Russian military boosts qualified Syrian sappers to demine war-ravaged country

Russian servicemen have trained another group of Syrian combat engineers to clear the areas in the country liberated from terrorists. A total of 93 Syrian servicemen passed the fast-track exercise, TASS reported from the graduation ceremony for the course participants at the International Mine Action Center.
The training program aims to prepare combat engineers in the shortest possible period of time. “Here in the center they (the Syrian servicemen – TASS) underwent a one-month program to clear areas of explosive objects. We held practical and theoretical courses for them to study the means for searching and detecting explosive objects, as well as destroying munitions. They will apply this knowledge later on,” said Lieutenant Colonel Mikhail Bagrov, head of the branch of the International Mine Action Center.
The refugees still cannot return to their homes after Syria’s liberation from IS (outlawed in Russia) terrorists, because many areas are mined, and the Syrian army lacks combat engineers. “The main goal of the center’s opening was the need to prepare a great number of experts to clear the liberated territories of mines and explosive devices that terrorists planted in houses and along streets.

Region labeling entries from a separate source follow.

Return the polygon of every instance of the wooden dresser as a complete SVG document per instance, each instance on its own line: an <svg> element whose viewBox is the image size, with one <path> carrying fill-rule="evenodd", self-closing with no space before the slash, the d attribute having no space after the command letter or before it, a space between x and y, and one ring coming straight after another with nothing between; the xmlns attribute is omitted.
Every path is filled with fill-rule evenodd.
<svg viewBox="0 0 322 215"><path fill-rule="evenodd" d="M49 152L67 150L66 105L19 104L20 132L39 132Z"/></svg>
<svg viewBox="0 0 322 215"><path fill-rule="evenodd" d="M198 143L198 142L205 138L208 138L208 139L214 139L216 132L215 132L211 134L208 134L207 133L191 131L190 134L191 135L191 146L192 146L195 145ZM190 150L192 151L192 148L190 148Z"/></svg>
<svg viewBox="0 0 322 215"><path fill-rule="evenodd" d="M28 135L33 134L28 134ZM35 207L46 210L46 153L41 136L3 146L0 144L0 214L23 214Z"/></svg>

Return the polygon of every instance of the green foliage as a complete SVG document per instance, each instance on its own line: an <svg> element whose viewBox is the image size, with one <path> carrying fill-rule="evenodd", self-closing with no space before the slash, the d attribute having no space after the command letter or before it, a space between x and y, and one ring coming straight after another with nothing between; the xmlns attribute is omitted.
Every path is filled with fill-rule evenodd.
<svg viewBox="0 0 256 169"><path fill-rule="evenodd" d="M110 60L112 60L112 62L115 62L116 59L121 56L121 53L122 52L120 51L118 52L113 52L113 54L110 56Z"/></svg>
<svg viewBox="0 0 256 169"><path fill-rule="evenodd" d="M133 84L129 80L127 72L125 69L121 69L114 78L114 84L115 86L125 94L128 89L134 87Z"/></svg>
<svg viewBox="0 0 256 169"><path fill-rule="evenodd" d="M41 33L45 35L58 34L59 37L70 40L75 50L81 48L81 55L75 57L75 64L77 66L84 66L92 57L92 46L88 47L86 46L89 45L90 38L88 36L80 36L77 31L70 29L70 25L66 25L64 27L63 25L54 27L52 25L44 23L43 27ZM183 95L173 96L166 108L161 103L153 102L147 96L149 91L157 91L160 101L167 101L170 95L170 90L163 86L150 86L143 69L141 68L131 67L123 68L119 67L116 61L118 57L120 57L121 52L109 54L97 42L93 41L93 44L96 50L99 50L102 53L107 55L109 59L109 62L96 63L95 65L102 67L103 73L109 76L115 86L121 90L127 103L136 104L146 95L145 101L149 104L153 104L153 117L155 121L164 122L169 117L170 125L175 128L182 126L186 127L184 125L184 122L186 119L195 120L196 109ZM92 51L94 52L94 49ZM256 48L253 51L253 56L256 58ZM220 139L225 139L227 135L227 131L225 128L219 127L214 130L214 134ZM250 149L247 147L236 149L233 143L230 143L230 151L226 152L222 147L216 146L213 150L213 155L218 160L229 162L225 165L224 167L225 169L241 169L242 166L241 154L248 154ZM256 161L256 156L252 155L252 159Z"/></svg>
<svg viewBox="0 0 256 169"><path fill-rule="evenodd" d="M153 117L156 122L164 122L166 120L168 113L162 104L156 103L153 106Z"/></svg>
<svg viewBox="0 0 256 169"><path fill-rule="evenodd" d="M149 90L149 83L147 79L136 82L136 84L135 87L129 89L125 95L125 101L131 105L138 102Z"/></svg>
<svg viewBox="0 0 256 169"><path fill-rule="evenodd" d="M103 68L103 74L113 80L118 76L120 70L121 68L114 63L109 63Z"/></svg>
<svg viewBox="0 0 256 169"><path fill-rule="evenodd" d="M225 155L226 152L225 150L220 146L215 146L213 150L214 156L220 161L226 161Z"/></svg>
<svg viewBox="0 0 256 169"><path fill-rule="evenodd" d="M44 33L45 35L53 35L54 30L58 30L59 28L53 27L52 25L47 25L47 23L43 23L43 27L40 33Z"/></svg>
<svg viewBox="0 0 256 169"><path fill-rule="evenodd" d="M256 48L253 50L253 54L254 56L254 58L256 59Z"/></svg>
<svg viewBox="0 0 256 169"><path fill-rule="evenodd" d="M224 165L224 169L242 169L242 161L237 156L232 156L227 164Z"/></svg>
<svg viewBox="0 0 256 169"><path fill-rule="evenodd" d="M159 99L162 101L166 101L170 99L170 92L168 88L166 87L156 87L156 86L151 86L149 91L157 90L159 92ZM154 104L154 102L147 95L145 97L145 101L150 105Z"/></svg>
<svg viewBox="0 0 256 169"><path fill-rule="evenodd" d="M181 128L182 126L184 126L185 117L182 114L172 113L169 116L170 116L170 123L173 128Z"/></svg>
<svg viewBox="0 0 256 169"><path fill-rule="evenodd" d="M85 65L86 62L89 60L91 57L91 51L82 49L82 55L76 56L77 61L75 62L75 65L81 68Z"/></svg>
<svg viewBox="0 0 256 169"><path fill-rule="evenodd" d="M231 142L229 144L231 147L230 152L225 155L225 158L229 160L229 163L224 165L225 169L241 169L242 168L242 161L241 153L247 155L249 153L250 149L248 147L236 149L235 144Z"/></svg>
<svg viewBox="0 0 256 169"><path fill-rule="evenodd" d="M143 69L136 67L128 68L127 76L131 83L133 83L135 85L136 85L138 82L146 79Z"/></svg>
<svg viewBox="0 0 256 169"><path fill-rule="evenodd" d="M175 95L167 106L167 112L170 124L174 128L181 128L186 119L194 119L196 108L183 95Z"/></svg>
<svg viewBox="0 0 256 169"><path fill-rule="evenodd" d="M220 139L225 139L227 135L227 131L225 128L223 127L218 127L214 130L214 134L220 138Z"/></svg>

We are grateful to the Russian army for the help in demining our territories and preparing Syrian combat engineers. It will help the civilians return to their homes sooner,” said head of the Syrian engineer force Lieutenant General Abdul Karim Aderi.
The main problem of the demining in Syria is the need to clear a great number of makeshift munitions and explosive devices camouflaged as children’s toys and everyday items, along with tripwire mines.

Tripwire mines are explosive devices that are detonated by triggering a taut wire attached to a grenade pin, mine or a shell. It is the most widely used mining method in Syria’s rural areas. Russian instructors teach Syrian combat engineers safe ways to demine tripwire mines with the help of simple and effective technical means: grappling hooks for minesweeping. “They can be thrown both manually and by a single shot from an automatic rifle,” course participant Muhammad Saleh Budel told reporters.
One branch of Russia’s International Mine Action Center opened in the Homs Governorate in April 2017. The other branch is operating in Aleppo. Russian servicemen trained almost 900 combat engineers for the Syrian army, using new methods of training taking into consideration the Syrian climate and soil. All course graduates receive Russian-made metal detectors and equipment.